6 Responses to Let the EPA do its job to protect our health
Senators should vote against amendments that halt agency’s efforts to reduce air pollution
You can watch the debates in the House and Senate right now on efforts to block EPA’s effort to control carbon dioxide pollution on C-SPAN.
The Center for American Progress Action Fund urges a “no” vote on the Baucus Amendment #236, Stabenow Amendment #277, Rockefeller amendment #215, and McConnell amendment #183, which were offered to the SBIR/STTR Reauthorization Act of 2011, S. 493.
Each of these amendments will halt the Environmental Protection Agency’s efforts to clean up health-threatening carbon dioxide pollution under the Clean Air Act as decided by the Supreme Court.

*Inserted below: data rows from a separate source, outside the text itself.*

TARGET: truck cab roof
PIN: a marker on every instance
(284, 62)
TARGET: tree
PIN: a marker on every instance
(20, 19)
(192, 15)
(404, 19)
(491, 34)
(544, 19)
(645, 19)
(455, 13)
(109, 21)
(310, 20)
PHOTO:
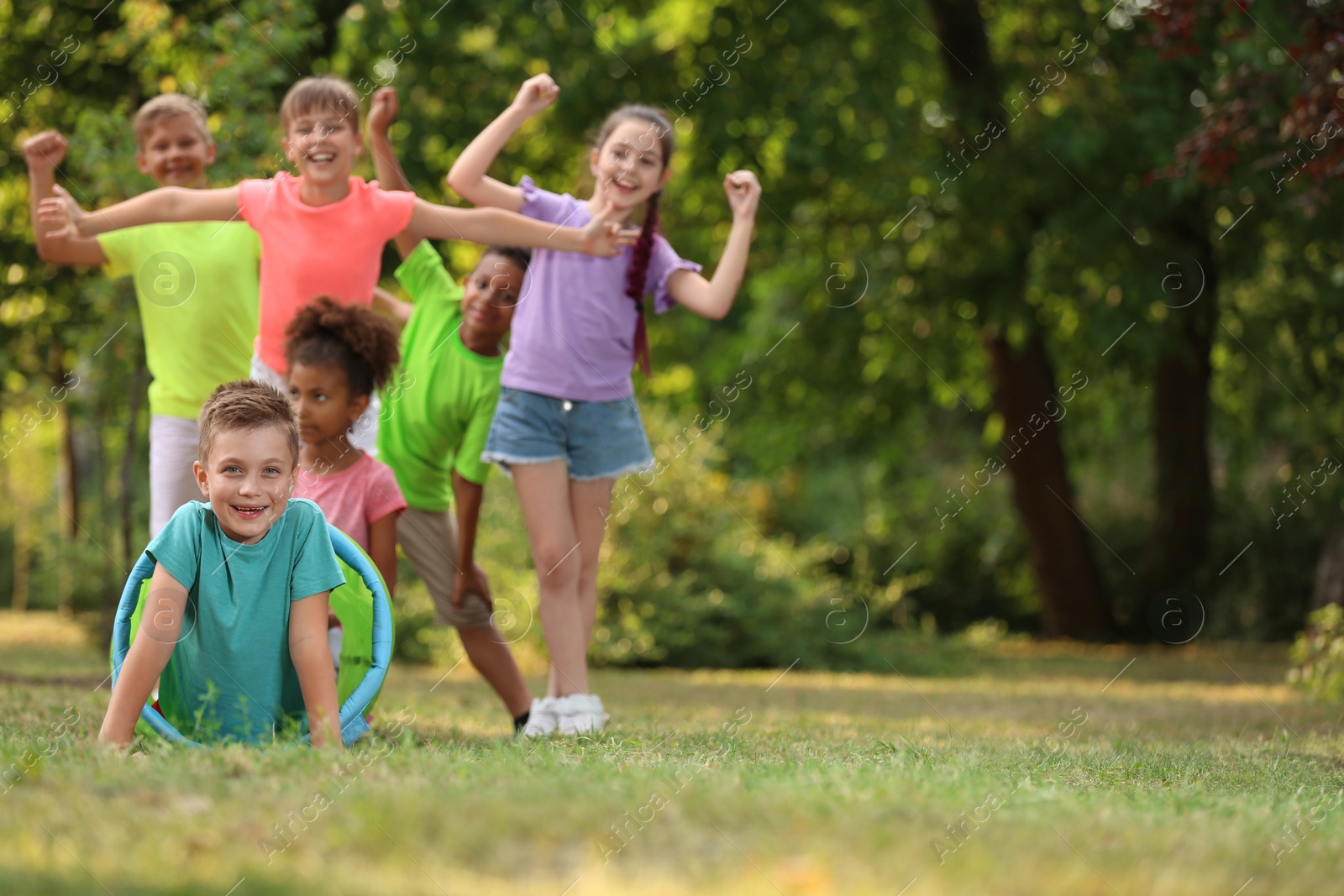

The Senate should oppose efforts to block protection of public health from threats posed by carbon dioxide pollution. Preventing the EPA from doing its job will risk the health of children, seniors, and those suffering from respiratory ailments. These amendments would also discourage investments in innovative clean energy technologies.
- The public believes the EPA should do more, not less, to support the Clean Air Act. A February 2011 bipartisan poll fou
- nd that “69 percent think the EPA should update Clean Air Act standards with stricter limits on air pollution.” Unions and more than 500 nongovernmental organizations oppose this antipublic health proposal.
- Delaying or eliminating the EPA’s authority to clean up carbon dioxide pollution will harm our health, which is why similar amendments restricting EPA authority were opposed by the major public health protection organizations, including the American Lung Association, American Public Health Association, and many others. The American Medical Association recently wrote:
Patients are presenting with illnesses that once happened only in warmer areas. Chronic conditions are becoming aggravated by more frequent and extended heat waves. Allergy and asthma seasons are getting longer. Spates of injuries are resulting from more intense ice storms and snowstorms.
- The Clean Air Act has protected thousands of lives and has generated real benefit to the economy. For every $1 of pollution reduction costs, we have seen an economic benefit of $20.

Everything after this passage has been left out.